Dr. Justine Hopkins is a writer and freelance lecturer in Art History, currently living in Bristol.
She took a BA Hons degree at Bristol University, reading English and Drama, then changed direction and did an MA in Art History at the Courtauld Institute. After eighteen months working as an archaeological illustrator, partly in Belize, she returned to Art History, gaining a PhD from Birkbeck College, London for her research into the relationship between science, religion and landscape painting from the French Revolution to Darwin’s Origin of Species. Since then she has worked freelance as an Art History lecturer and writer: for Bristol, London, Oxford and Cambridge Universities; Tate Britain and Tate Modern, the National and National Portrait Galleries; the Victoria and Albert Museum; Sotheby’s, Christies’ and assorted independent institutions. She is also a registered lecturer for NADFAS.
[Please see 'Lecturing' section of this site for a list of Art History courses that she gives]
Justine is the step-granddaughter of the sculptor and painter Michael Ayrton, and the main point of contact for all matters connected with his work.
[See ‘Ayrton Estate’ section for further details]

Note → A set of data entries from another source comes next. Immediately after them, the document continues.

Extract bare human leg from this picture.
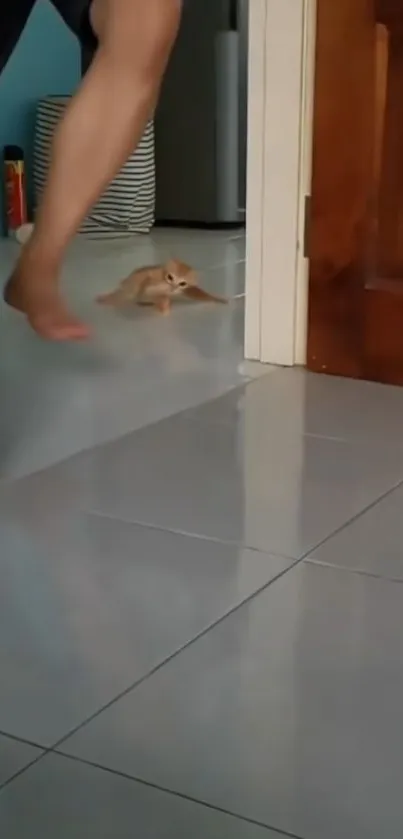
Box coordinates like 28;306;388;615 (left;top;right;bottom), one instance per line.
5;0;182;341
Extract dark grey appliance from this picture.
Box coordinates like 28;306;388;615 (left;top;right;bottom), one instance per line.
155;0;248;226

As a writer of Historical Fantasy she is represented by the John Jarrold Literary Agency.
[See ‘Writing’ section]
"I write historical fantasy novels, lecture in art history and spend my free time – such as it is – walking, gardening and making lamp-worked glass beads and tapestry cushion covers. I used to worry about lack of focus, but over the last few years I've realised that the things I do aren't really so incompatible. I like to know how things work, especially but not exclusively living things, and I enjoy the process of finding out. I’m curious about difference and communication – above all I get excited by the unexpected, by being surprised at the direction things take and the way they turn out. My research is based on facts and my techniques tend to be practical and empirical; my imagination, on the other hand, is speculative and inclined to make connections in ways unpredictable even to me. Ultimately everything I do informs everything else and it's all a matter of the appropriate balance for the particular activity; I like to think I get it right, most of the time anyway."